HISTORY: 25-year-old female presented with mild deformity to R/O tumor right ring finger.

What are the findings?

Your differential diagnosis and most likely diagnosis?

Do you need to biopsy this abnormality?

Name 3 associated disorder.

FINDINGS:

Plain radiographs:

Irregular hyperostotic changes of the ulnar cortex of the ring finger and the ulnar aspect of the middle finger resembling melted wax dripping down one side of a candle. Evidence of medullary canal encroachment is noted most likely due to endosteal involvement.

NM:

Marked increase in radionuclide uptake is seen on bone scan.

MRI:

Reveals hypointensity on all pulse sequences.

DDX:

myositis ossificans, osteoma and parosteal osteosarcoma.

Biopsy:

Might be required in small number of cases especially with symptomatic and aggressive like appearance.

DIFFERENTIAL DIAGNOSIS:

It may co-exist with:

• Osteopoikilosis.

• Osteopathia striata.

• Vascular/lymphatic tumors or malformations.
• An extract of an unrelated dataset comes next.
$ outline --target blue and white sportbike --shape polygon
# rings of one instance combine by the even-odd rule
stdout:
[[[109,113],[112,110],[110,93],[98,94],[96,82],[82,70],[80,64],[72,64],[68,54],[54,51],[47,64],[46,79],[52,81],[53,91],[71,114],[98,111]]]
• Soft-tissue ossifications at the site of the joint are common.

• Synovial osteochondromatosis.

• Fibrolipomas.

• Desmoid tumors.

• Multicentric fibromatosis.

• Minimal change nephrotic syndrome.

• Hypophosphatemic rickets.

DIAGNOSIS:

Melorheostosis.

PEARLS AND DISCUSSION:

Melorheostosis is a rare, non-inheritable bone dysplasia characterized by its classic radiographic feature of flowing hyperostosis resembling dripping candle wax, generally on one side of the bone.

Melorheostosis usually affects one limb, more often the long bones of the upper and lower extremity, and rarely the axial skeleton. The short bones of the hand and foot are commonly involved. Both sexes affected equally.

The condition originally was described by Leri and Joanny in 1922. Its etiology remains idiopathic, and treatment in most instances limited to the symptomatic cases.

The diagnosis is usually made in late childhood. Pain, stiffness, deformation of a limb are the main clinical manifestations. The skin may be erythematous and sclerotic.

Treatment of this chronic and sometimes debilitating condition consists of surgical soft-tissue procedures and even, in very rare severe cases, amputation.

FURTHER READING:

1. Vibhor Wadhwa,a Avneesh Chhabra,a Jonathan D. Samet Melorheostosis mimicking synovial osteochondromatosis. Ann Saudi Med 2014; 34(6): 547-550

2. Long HT, Li KH, Zhu Y. Case report: severe melorheostosis involving the ipsilateral extremities. Clin Orthop Relat Res. 2009 Oct;467(10):2738-43. doi: 10.1007/s11999-009-0890-y. Epub 2009 May 21.

3. Ingen-Housz-Oro S, Chigot V, Hamel- Teillac D, Brunelle F, De Prost Y. Melorheostosis associated with arteriovenous malformation of the ear. Ann Dermatol Venereol. 2001 Sep;128(8-9):915-8.